Re: [PATCH v8] oom_kill.c: futex: Don't OOM reap the VMA containing the robust_list_head

From: Nico Pache
Date: Mon Apr 11 2022 - 20:02:13 EST




On 4/11/22 05:08, Michal Hocko wrote:
> On Mon 11-04-22 09:47:14, Thomas Gleixner wrote:
>> Michal,
>>
>> On Mon, Apr 11 2022 at 08:48, Michal Hocko wrote:
>>> On Fri 08-04-22 23:41:11, Thomas Gleixner wrote:
>>>> So why would a process private robust mutex be any different from a
>>>> process shared one?
>>>
>>> Purely from the OOM POV they are slightly different because the OOM
>>> killer always kills all threads which share the mm with the selected
>>> victim (with an exception of the global init - see __oom_kill_process).
>>> Note that this is including those threads which are not sharing signals
>>> handling.
>>> So clobbering private locks shouldn't be observable to an alive thread
>>> unless I am missing something.
>>
>> Yes, it kills everything, but the reaper also reaps non-shared VMAs.
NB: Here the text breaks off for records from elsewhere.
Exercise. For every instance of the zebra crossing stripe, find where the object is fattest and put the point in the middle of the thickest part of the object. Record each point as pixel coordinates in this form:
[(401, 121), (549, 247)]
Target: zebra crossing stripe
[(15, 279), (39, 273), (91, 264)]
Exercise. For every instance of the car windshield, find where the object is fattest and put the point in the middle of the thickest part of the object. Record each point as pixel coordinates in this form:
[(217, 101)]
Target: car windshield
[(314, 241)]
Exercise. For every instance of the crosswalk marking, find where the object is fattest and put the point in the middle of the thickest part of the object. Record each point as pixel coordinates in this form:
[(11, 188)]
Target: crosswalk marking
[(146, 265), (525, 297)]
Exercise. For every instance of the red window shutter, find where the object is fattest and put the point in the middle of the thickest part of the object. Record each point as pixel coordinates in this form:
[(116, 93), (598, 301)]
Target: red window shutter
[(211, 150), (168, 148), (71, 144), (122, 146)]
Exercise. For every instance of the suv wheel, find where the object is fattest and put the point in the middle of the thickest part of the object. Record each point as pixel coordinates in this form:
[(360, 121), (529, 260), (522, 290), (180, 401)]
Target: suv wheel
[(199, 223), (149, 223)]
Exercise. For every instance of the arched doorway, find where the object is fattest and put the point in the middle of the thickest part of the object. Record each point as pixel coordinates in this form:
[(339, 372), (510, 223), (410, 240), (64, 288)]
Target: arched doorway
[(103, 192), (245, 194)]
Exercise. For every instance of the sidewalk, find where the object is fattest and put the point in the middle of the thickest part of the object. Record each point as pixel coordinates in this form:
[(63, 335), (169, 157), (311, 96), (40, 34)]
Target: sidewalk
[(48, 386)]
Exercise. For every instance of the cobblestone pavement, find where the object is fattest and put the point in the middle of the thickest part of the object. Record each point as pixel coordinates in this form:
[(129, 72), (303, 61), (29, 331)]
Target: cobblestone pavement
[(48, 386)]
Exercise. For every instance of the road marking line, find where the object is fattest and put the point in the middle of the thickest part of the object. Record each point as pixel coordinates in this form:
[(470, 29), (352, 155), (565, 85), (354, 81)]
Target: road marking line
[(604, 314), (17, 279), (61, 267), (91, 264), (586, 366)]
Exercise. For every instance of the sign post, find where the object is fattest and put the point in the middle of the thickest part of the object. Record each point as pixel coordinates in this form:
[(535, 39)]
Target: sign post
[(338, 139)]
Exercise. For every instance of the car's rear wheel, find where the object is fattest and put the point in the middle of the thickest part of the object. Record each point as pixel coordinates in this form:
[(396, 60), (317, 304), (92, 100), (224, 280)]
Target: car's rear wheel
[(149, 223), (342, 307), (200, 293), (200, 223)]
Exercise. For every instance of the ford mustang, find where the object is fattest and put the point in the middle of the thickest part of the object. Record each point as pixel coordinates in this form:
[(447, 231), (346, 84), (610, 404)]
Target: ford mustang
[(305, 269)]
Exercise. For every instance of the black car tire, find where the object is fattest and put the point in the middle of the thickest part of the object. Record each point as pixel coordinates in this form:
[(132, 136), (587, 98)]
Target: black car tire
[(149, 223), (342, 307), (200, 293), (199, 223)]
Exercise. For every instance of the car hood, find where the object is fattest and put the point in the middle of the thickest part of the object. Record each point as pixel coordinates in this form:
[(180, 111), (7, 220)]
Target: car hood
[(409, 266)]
So
>> if the process private futex sits in a reaped VMA the shared one becomes
>> unreachable.
>>
>>> On the other hand I do agree that delayed oom_reaper execution is a
>>> reasonable workaround and the most simplistic one.
>>
>> I think it's more than a workaround. It's a reasonable expectation that
>> the kernel side of the user space threads can mop up the mess the user
>> space part created. So even if one of of N threads is stuck in a place
>> where it can't, then N-1 can still reach do_exit() and mop their mess
>> up.
>>
>> The oom reaper is the last resort to resolve the situation in case of a
>> stuck task. No?
>
> Yes, I keep saying workaround because it really doesn't address the
> underlying issue which is that the oom_reaper clobbers something it
> shouldn't be. A full fix from my POV would be making oom_reaper code
> more aware of the futex usage. But this is something nore really viable.
This is *kinda* what this approach is doing, but as Thomas has pointed out, it
has its shortcoming. Additionally, it has just come to my attention, that this
solution does not cover the compat robust list... So there is yet another
shortcoming.
>
> Btw. this is what I've in my local tree. It hasn't seen any testing but
> it might be a good start to make it a full patch. I have decided to use
> a timer rather than juggling tasks on the oom_reaper list because
> initial implementation looked uglier. I will try to find some time to
> finish that but if Nico or others beat me to it I won't complain.
> Also I absolutely do not insist on the timer approach.
> [...]

I will spend tomorrow working the delay solution and testing it. Thanks for
starting it :)

I appreciate the comments and help from everyone that has participated! I'm
sorry if any misunderstanding were had, its not our intention to upset anyone,
but rather to learn and work a solution for the problem we are facing.

Best,
-- Nico